Burst Pipes Can Be an Expensive Mess to Clean Up and Easy to Avoid
When outside temperatures hit 32 degrees Fahrenheit or below, you want to check and protect all the water pipes in your house. Take nothing for granted. Twenty degrees Fahrenheit is known as the red-alert level when water in pipes can freeze, create pressure and burst its metal or plastic.
If your area is expecting a freeze, use this checklist to help warm your pipes and protect your pocketbook.
- Drip your indoor faucets.
“Drip” means you turn faucets on just enough to stay on, given that pipes can freeze overnight. Even at a trickle, the moving water helps prevent pipe problems.
Note that pipes don’t always burst when they are freezing or frozen. Damage can come in the pressure caused as thawed water begins again to rush through the pipe.
- Open the cabinet doors under your sink.
While you stand at the kitchen or bathroom sink to set a controlled drip, reach down and open the doors below. For pipes near an outside wall, this is especially important. As much as possible, invite room-temperature air to flow in and around your pipes.

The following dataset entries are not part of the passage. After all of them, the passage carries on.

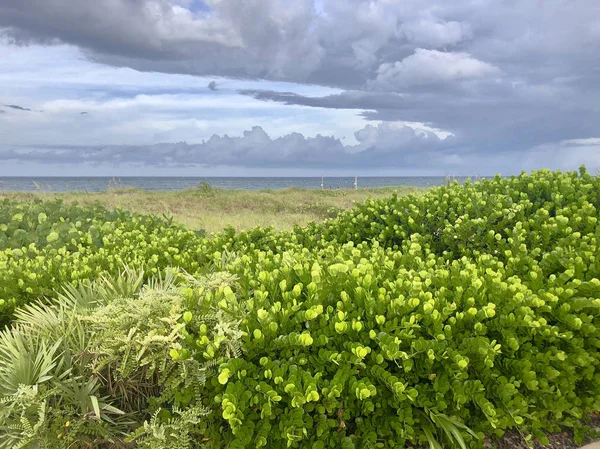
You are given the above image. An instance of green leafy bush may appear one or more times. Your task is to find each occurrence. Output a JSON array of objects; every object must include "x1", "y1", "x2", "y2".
[
  {"x1": 185, "y1": 166, "x2": 600, "y2": 448},
  {"x1": 0, "y1": 200, "x2": 207, "y2": 324},
  {"x1": 0, "y1": 169, "x2": 600, "y2": 449},
  {"x1": 0, "y1": 272, "x2": 240, "y2": 449}
]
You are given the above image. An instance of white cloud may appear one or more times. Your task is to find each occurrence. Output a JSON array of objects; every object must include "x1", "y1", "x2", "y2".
[
  {"x1": 371, "y1": 48, "x2": 498, "y2": 90},
  {"x1": 400, "y1": 19, "x2": 471, "y2": 48}
]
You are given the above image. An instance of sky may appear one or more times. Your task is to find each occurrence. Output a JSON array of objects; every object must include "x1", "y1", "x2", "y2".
[{"x1": 0, "y1": 0, "x2": 600, "y2": 176}]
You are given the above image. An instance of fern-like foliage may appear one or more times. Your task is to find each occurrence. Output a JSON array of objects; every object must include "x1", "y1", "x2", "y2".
[{"x1": 0, "y1": 269, "x2": 242, "y2": 449}]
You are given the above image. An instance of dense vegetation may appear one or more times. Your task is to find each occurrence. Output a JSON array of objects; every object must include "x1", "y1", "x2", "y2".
[
  {"x1": 0, "y1": 169, "x2": 600, "y2": 449},
  {"x1": 0, "y1": 199, "x2": 206, "y2": 324}
]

- Safeguard the hose bibs exposed to the outside.
A hose bib is the outdoor water tap on the outside of your home. Locate your hose bib, disconnect any hoses from it, and shut off or drain the water from the faucet. Drain the water from the hose. Inside your home or crawl space, turn off any valve that supplies water just to the outdoor faucets. As with the kitchen and bathroom faucets, turn the handles of the hose bib to drip, and place insulating covers over them.
Long term, consider a frost-resistant outdoor spigot.

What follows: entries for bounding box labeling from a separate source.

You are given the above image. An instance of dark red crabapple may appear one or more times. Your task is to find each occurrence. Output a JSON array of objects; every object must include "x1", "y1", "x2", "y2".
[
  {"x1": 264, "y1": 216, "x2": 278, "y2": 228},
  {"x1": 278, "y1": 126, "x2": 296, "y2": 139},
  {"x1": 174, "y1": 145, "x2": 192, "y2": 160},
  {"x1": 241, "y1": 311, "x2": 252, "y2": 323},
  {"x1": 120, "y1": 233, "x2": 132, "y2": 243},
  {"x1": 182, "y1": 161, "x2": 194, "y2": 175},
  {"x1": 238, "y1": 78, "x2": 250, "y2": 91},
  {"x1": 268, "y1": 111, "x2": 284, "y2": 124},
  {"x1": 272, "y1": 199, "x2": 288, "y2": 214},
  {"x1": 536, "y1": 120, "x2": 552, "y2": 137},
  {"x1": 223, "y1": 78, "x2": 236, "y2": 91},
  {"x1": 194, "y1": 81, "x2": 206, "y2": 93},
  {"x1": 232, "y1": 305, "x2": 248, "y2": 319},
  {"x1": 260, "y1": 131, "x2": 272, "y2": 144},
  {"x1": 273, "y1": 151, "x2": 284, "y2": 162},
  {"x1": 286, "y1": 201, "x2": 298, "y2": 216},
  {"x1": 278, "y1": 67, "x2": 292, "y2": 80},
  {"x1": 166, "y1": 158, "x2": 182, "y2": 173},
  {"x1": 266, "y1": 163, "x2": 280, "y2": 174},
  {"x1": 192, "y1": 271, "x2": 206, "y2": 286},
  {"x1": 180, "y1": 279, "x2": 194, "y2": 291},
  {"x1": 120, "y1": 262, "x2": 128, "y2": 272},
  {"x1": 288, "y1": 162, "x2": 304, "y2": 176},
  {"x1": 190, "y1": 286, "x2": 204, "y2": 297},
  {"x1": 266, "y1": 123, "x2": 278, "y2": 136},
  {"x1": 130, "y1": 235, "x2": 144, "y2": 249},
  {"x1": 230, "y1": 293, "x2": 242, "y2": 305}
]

- Open all your heat registers.
As you learned early in your science class, hot air rises and cold air falls. When you open the lower registers and close the top ones, you invite the hot air to stay and the cold air to go. Cold air is heavier and flows down to the lower register.

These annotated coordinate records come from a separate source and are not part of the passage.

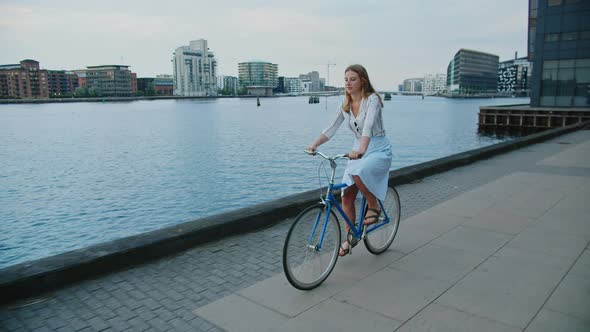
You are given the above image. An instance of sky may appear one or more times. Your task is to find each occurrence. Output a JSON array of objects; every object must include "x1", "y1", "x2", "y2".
[{"x1": 0, "y1": 0, "x2": 528, "y2": 90}]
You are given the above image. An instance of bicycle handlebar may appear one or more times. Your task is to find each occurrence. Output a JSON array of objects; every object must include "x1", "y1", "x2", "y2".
[{"x1": 305, "y1": 150, "x2": 348, "y2": 160}]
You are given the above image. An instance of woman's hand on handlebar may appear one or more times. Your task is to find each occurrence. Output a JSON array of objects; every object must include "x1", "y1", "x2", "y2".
[{"x1": 348, "y1": 150, "x2": 363, "y2": 160}]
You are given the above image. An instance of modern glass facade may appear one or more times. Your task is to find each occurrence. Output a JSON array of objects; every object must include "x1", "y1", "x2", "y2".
[
  {"x1": 447, "y1": 49, "x2": 500, "y2": 95},
  {"x1": 528, "y1": 0, "x2": 590, "y2": 108},
  {"x1": 498, "y1": 58, "x2": 531, "y2": 96},
  {"x1": 238, "y1": 61, "x2": 279, "y2": 89},
  {"x1": 86, "y1": 65, "x2": 133, "y2": 97}
]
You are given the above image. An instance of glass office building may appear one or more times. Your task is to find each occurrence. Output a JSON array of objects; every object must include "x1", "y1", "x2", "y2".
[
  {"x1": 238, "y1": 61, "x2": 279, "y2": 89},
  {"x1": 528, "y1": 0, "x2": 590, "y2": 108},
  {"x1": 447, "y1": 49, "x2": 500, "y2": 95}
]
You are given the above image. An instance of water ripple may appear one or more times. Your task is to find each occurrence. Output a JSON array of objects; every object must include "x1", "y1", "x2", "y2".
[{"x1": 0, "y1": 97, "x2": 526, "y2": 268}]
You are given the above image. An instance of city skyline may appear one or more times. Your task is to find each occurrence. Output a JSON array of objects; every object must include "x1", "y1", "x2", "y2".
[{"x1": 0, "y1": 0, "x2": 528, "y2": 90}]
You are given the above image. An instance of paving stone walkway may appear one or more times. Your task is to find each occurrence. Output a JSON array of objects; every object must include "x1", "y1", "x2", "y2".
[{"x1": 0, "y1": 131, "x2": 590, "y2": 331}]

- Cover your exposed pipes.
Every exposed pipe in winter is trouble waiting to happen. Insulate your outside pipes with pipe wrap or foam pipe sleeves available at most hardware stores. Insulate the gaps where pipes enter the walls.
- Caulk outside pipes.
Use calk or canned spray foam to cover outdoor pipes and seal the spaces where they go through walls. While you’re at it, check for exposed piping in un-insulated spaces such as a crawlspace, attic, outside walls, etc. For larger holes, use a rubber gasket.
- Turn on the heat in unoccupied units.
The enemy is cold. Even in currently unused units, rooms or bathrooms, make sure the heat is high enough to resist freezing.